I deliver my lines to order now
Given patterns driven by hammering blows.
Ease up, there, sheriff.
I have no energy left for your control.
I am fluid now.
My shadow swims into the dark.
I know and I don’t know.
Acknowledged, you survive.
There, funnily, I am willing.
Given, I am received.
Shadowed, I am lit.
Wisdom lurking there in the periphery, the shadows, the dark. Finger puppets on the wall, casting a larger than life impression. Knowing shadows that beckon, lure us with their soft voices, to sleep. Fretful, fevered or melodious sleep. Finger trembling puppets. Do you know what you are doing? Do I trust you? You who wields the pen between your fingers. The dark ink shadows on the pale paper wall; wall between my thoughts, my words and beyond. Making an impression on the page. Does it matter? Does the page seek to be impressed? Shadows leave no impression other than in the mind. Fleeting, darkly, across the pale screen, troubling eyelids. Where to go now? Where do the shadows go? Evaporate, recede, morph into light? Or do they take up residence within? The people who think/believe the camera steals your soul with a flash of light. Captured. Captured, infiltrated, by the shadows; trapped within the shadows. Shadow-knowledge. Knowing within the shadows. Trying to find one’s way in, break the walnut shell, find the brain nut within. Feed myself, my mind, my soul, with the wizened oily nut. Sustain myself. Shadows. Fears lurking in the shadows; fear of the shadows. Knowledge in our fears. No point in being afraid of something you have no reason to think you will ever encounter. I fear the things I am secretly drawn to. I fear animals, their teeth, their hooves, their indifference, their unrestraint, their power. Claws. The capacity to tear, to rip to shreds, to predate, to satisfy one’s own needs, ensure one’s own survival. I want to be more enthused to action to all that will ensure my survival – not at all costs, but more than I often care. I want to be one of the herd, to connect and belong. I want to feel sure-footed, accepting of my capacity to bite, to trample, and yet know I have restraint, I will only do so if under threat. I will own my power. The shadow looms larger than the self so often. A companion by my side. You are there with me when the sun shines.

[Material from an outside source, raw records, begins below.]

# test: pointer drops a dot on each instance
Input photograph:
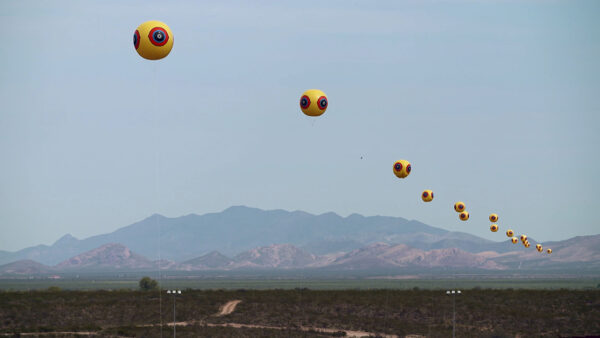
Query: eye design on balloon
(322, 102)
(136, 39)
(158, 36)
(304, 102)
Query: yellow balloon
(402, 168)
(427, 196)
(313, 102)
(153, 40)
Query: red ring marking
(319, 103)
(155, 42)
(137, 40)
(307, 100)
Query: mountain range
(249, 238)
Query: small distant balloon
(153, 40)
(427, 196)
(402, 168)
(313, 102)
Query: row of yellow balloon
(510, 233)
(153, 40)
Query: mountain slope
(239, 228)
(109, 256)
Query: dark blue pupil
(159, 36)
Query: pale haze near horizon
(494, 103)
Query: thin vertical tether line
(156, 176)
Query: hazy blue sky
(494, 103)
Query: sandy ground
(226, 309)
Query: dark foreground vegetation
(479, 312)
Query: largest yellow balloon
(153, 40)
(313, 102)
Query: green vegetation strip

Those things we know deeply, that form out core being much more than surface knowledge but much less clear. It feels like it’s the momentum of the pull towards this kind of knowledge that pulls this last poem along. And, for me, that pulls me along deeply if I pay attention. If I close my eyes and breath and listen. It feels this kind of shadow knowledge is what keeps my heart beating and my blood flowing and these can stagnate if I focus on the knowledge knowledge for too long. Old nature feels to me like a wild woodland inviting me in, full of shadows, shadows that help me feel who I am. I feel like Dr Keats. Drawn to this. Drawn to sitting in the wild to seeing the shadow knowledge of the people around me, the patients around me. But it’s not about me. The MRI is not for my visual amusement, although surely I feel it’s good to acknowledge the beauty. So, where to find the balance? No resolution there either.

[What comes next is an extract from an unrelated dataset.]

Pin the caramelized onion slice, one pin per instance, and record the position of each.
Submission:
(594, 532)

Sometimes, at the end of a hard day, I’ll sit and try to make sense of what’s occurred. When I finally go to bed, it’s with the hope of sleeping and freeing my shadow knowledge to surface in dreams. Occasionally, the dreams present moments of clarity, when decisions are formed and resolutions are made that should be followed through. But awakening comes and the clear decisions, resolutions and the shadow knowledge, fade away in the light of the new born day. Some dreams have persistence that dispels the shadow and brings the knowledge into focus. This helps us find the certainty we constantly seek.